The film The Imitation Game has helped a wider audience understand the genius of Alan Turing and the important role he played in the development of computing and artificial intelligence. Turing is the father of the computer science, no less.
But as well as his work on the Turing Machine and Enigma, he is rightly famed for devising the Turing test to determine if a computer is intelligent. It is a simple idea. Can you tell if you are talking to a computer or a human? If the computer fools you into thinking it’s a person, then it must be intelligent.
In 2014, the Turing test was passed for the first time. But instead of celebrating another AI milestone, attention focused on the test. Is it the best test for artificial intelligence? New Scientist ran an article proposing the Lovelace 2.0 test as a better way of determining intelligence. This is named after another British pioneer of computer science, Ada Lovelace.
The Lovelace test works on the basis that creativity requires intelligence, so a computer is asked to create something, such as draw a Dalek surfing the waves at Westward Ho!, or tell a story about why Ken Dodd is at the airport with a suitcase not full of cash. This is repeated with increasingly difficult requests until the computer is judged to have failed. The result is a comparative score rather than a pass/fail.
Both these tests are trying to determine if a computer is intelligent. But defining intelligence is very difficult and experts continue to argue about whether current theories and tests reflect the important characteristics of intelligence.
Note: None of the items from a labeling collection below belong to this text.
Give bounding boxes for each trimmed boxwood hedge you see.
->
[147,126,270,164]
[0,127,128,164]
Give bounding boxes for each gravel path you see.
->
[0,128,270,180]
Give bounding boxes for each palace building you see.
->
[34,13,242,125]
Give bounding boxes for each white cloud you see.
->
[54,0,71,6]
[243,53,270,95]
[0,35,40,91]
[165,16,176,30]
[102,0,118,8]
What both these tests do instead is to look for proxy indicators from which you could infer the presence of intelligence. Looking for proxy indicators is theoretically imperfect but there are other situations where this pragmatic approach to testing works rather well. For example, if it is difficult to measure the characteristic for which you are testing, or if the answer to the proposed test can't be known in advance. Many systems that analyse big data, where the exact dataset or the real world conditions are not known, fit this bill. Day by day, we can’t be certain that the process we have performed has produced the outcome we desired because we don’t know what that outcome should be.
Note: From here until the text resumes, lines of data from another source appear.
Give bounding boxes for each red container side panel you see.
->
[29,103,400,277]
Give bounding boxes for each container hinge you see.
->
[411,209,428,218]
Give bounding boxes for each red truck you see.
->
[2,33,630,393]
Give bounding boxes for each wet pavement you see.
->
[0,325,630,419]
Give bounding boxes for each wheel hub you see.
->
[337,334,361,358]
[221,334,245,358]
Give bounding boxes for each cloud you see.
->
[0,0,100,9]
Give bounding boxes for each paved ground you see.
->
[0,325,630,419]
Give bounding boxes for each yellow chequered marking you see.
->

The most popular approach to finding out if the service provides the right answers is to test predominately with a known set of data to show the desired behaviour because you can work out the answer if you know the inputs. However, this only provides confidence that the system works with this artificial data, and the data rarely represents the variety of conditions of its real world data counterparts.
It is better to test with real data sets and devise tests that either show definitively that the system doesn't work or provide us with a defined level of confidence that the process has worked, although there is a measured chance that it hasn’t. You can’t be 100 per cent certain if you’ve passed, but you know if you’ve failed. This is similar to checking if a number is prime using a primality test based on Fermat’s Little Theorem. It’s possible to be certain that a number is not a prime but not that it definitely is a prime.
We also might make intelligent assumptions and build a model to provide guidelines for what good enough will look like in the outcome. Or we may run some trials and extrapolate from the data samples they collect to create expected results. Or we may do both and correlate success in creating one successful answer with the likelihood of seeing successes elsewhere. The extrapolation approach is common and often appropriate in non-functional testing, such as performance testing (always taking care that the extrapolation is not built on a false assumption).
You don’t need to be a genius like Turing or Lovelace to devise such tests but they do require more thought, skill and technique. Before you let that put you off this approach, you can be sure that the cost and effort involved in deriving the right test is much less than that of executing many tests that create a false sense of confidence.
In the case of artificial intelligence tests, even if the Lovelace test supplants the Turing test, the latter lives on across the internet. Those annoying little security tests that ask you to type in a distorted word, or number, are called CAPTCHA: Completely Automated Public Turing test to tell Computers and Humans Apart.